Vertigo has been associated with underlying health conditions such as:


  • Diabetes
  • Head injuries
  • Low blood pressure
  • Multiple sclerosis


These conditions may contribute to the onset of vertigo. In the case of diabetes, a significant proportion of individuals with this condition experience vestibular deficiency, which can result in vertigo. Furthermore, dizziness, which may be attributed to low or high blood sugar levels, is a prevalent symptom for individuals with diabetes. Therefore, it’s important to consult a doctor to eliminate other underlying conditions that may be causing the vertigo.



In summary, vertigo, a condition often characterized by a sensation of spinning or dizziness, can be triggered by stress and anxiety. The complex nature of vertigo, its connection to the vestibular system, and the impact of stress hormones on our balance provide an intricate interplay contributing to the condition. Recognizing triggers, managing stress, and seeking appropriate treatment options, including psychotherapy and medications, are crucial steps towards managing stress-related vertigo. It’s also important to be aware of other underlying physical causes of vertigo, such as ear infections, BPPV, and Meniere’s disease, and seek medical advice and or a health care professional when necessary.

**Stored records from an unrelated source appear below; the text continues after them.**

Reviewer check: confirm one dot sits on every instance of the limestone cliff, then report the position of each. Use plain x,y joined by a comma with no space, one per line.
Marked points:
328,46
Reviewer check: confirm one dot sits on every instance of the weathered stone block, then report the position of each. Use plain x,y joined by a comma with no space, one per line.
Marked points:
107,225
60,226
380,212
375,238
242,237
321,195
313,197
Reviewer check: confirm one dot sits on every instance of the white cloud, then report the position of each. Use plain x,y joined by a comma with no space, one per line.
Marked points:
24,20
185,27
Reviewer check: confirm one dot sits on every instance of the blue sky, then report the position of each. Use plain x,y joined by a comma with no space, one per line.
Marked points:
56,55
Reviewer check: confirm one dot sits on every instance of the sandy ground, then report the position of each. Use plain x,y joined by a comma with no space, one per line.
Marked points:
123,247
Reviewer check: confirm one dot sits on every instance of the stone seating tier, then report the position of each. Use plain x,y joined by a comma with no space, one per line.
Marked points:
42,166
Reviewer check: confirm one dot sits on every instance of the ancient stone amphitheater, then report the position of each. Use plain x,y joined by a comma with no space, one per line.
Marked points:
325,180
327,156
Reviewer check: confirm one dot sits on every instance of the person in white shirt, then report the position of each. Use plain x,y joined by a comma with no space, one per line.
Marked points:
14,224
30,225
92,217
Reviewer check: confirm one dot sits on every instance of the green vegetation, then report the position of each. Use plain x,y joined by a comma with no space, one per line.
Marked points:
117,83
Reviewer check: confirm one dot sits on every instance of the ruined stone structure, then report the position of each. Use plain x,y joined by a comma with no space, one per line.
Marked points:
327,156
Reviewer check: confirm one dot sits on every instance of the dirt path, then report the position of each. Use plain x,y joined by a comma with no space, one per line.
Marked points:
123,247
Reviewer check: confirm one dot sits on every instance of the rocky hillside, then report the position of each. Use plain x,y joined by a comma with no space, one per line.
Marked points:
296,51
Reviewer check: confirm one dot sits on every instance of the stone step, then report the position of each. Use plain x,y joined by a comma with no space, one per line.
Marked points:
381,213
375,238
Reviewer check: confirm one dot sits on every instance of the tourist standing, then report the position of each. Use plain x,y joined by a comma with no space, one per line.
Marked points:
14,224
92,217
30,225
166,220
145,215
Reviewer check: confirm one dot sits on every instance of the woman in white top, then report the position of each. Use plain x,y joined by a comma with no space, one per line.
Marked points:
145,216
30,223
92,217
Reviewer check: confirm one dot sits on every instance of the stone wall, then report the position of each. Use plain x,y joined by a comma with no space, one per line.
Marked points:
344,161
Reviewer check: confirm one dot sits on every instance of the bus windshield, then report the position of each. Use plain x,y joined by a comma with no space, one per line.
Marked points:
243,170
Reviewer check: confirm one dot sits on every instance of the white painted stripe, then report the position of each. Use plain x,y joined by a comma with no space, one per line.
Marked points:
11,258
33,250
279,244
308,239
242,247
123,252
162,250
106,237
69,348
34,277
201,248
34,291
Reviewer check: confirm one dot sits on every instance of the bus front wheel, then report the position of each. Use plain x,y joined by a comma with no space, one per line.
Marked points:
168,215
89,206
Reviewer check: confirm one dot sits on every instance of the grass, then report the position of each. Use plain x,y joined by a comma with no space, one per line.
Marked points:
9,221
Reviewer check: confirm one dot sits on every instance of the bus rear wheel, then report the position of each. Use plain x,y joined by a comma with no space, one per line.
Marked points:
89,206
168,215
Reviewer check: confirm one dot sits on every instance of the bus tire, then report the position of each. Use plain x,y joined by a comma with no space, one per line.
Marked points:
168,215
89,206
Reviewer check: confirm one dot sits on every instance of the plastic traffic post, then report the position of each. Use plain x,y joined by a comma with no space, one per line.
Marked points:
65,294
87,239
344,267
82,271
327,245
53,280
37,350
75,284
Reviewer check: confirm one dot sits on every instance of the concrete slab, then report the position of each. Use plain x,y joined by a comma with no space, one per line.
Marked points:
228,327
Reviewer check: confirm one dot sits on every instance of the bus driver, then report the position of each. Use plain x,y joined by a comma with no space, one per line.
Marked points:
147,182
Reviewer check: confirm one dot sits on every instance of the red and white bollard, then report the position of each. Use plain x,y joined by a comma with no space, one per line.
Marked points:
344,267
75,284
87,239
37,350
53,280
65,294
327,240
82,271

Frequently Asked Questions


What does stress vertigo feel like?

Stress-induced vertigo may cause a feeling of motion or spinning inside, a sense of swaying while standing still, and a sense of imbalance in certain environments. People often describe it as a feeling that the world around them is spinning.


What helps vertigo go away?

To help vertigo go away, try lying still in a quiet, dark room during an attack and consider taking medication if advised. Additionally, avoiding stressful situations can help reduce symptoms of vertigo.


How long does an episode of vertigo last?

Episodes of vertigo can last from a few seconds to several minutes or even hours, with severe cases potentially lasting for days or months. It varies for each individual.


How can one manage stress to prevent vertigo?

To manage stress and prevent vertigo, it's important to recognize triggers, reduce cortisol levels through relaxation techniques, and make lifestyle modifications. This can help in minimizing the risk of experiencing vertigo.


Are there any underlying physical causes of vertigo?

Several prevalent physical causes of vertigo include ear infections, BPPV, and Meniere's disease, as well as underlying health conditions such as diabetes, head injuries, low blood pressure, and multiple sclerosis. These can contribute to the occurrence of vertigo.